Le drame s’est déroulé à quelques pas de là, sur le Pont-Neuf, le soir de l’élection d’Emmanuel Macron : un gardien de la paix de 24 ans a ouvert le feu contre une voiture qui selon, son récit, tentait de se soustraire à un contrôle et aurait manqué de percuter un des policiers. Le conducteur et son passager avant sont décédés, l’homme sur la banquette arrière a été grièvement blessé.

Devant la fontaine Saint-Michel, les manifestants estiment que la qualification ne correspond pas à la réalité de l’intervention. Et ce, d’autant plus que les juges sont allés au-delà des réquisitions du parquet. « Les conditions étaient claires, on avait un véhicule qui allait percuter nos collègues, il y avait clairement une menace pour leur intégrité physique », insiste Julien Schenardi, secrétaire général dans le Val-de-Marne du syndicat Alliance, à l’initiative de la manifestation à laquelle se sont joints Synergie et l’Unsa-Police. « Dans cette qualification, il a la volonté et l’intention de tuer, mais ce policier a exécuté un tir de riposte, c’est une aberration, ça ne colle pas avec ce qui s’est passé », ajoute Jérôme Jimenez, responsable Île-de-France de l’Unsa Police, qui estime que la légitime défense ne peut pas être niée.

Une « justice de bon sens »

La présomption de légitime défense pour les forces de l’ordre​, c’est justement la revendication phare du rassemblement de ce lundi. Selon ce principe, ce ne serait plus aux policiers de prouver qu’ils étaient en état de légitime défense lorsqu’ils ont fait usage de leur arme mais à la personne visée de démontrer qu’elle a fait l’objet d’un usage abusif de la force. « Si un policier fait usage de son arme, c’est bien pour se défendre, pour mettre fin à un danger grave pour lui et pour les autres. Aujourd’hui, la réponse de la justice, c’est une suspicion sur la police nationale », explique Benoît Barret, secrétaire national province d’Alliance. Et le syndicaliste – qui avance qu’il y a un refus d’obtempérer toutes les trente minutes en France – d’insister : « Quand on utilise notre arme, on veut être certain que ça ne va pas se retourner contre nous. Les meurtriers, ce ne sont pas nous. »

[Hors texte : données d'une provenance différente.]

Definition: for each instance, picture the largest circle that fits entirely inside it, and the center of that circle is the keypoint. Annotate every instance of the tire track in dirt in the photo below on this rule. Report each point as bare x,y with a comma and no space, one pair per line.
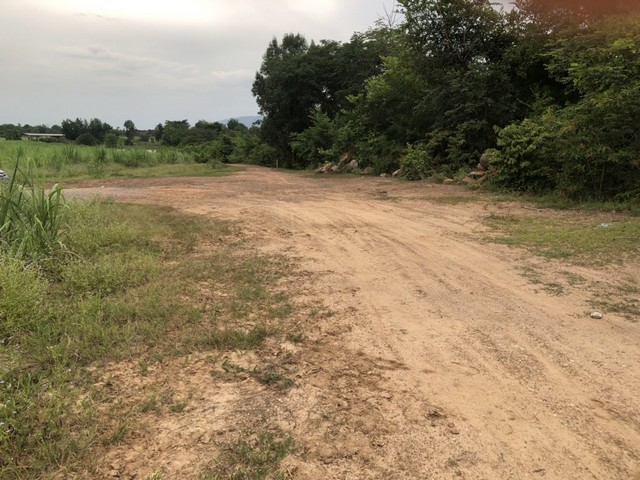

Face aux critiques sur l’instauration d’une présomption de légitime défense, considérée par certains comme « un permis de tuer », les policiers se défendent : « La présomption de légitime défense, ce n’est en aucun cas une exonération de la responsabilité de notre collègue, c’est juste l’inversion de la charge de la preuve », explique Patrice Ribeiro, le secrétaire national du syndicat Synergie Officiers. « Quand un policier utilise son arme, dans 100 % des cas, il estime qu’il est dans son bon droit, qu’il est dans le cadre de la légitime défense. C’est à la partie adverse de prouver que ce n’est pas le cas », complète Olivier Varlet, secrétaire général de l’UNSA Police.

Une manifestation qui ne pas l’unanimité

« Une décision de mise en examen n’est pas une condamnation ; la personne mise en examen n’est jamais présumée coupable mais toujours présumée innocente », a réagi à la mi-journée le Syndicat de la magistrature. De son côté, l’Union syndicale des magistrats (USM) a estimé que « l’appel à manifester contre une décision de justice est particulièrement nuisible et dangereux dans une démocratie ». Et les dissonances s’observent jusque dans les rangs de la police. Alors que des élections syndicales sont prévues fin 2022, cette affaire a exacerbé les tensions entre représentants des gardiens de la paix. Le syndicat Unité SGP Police, concurrent d’Alliance, a ainsi décidé de ne pas appeler à manifester et de ne pas « prendre des positions pouvant porter préjudice » au collègue mis en examen, rappelant qu’il est présumé innocent.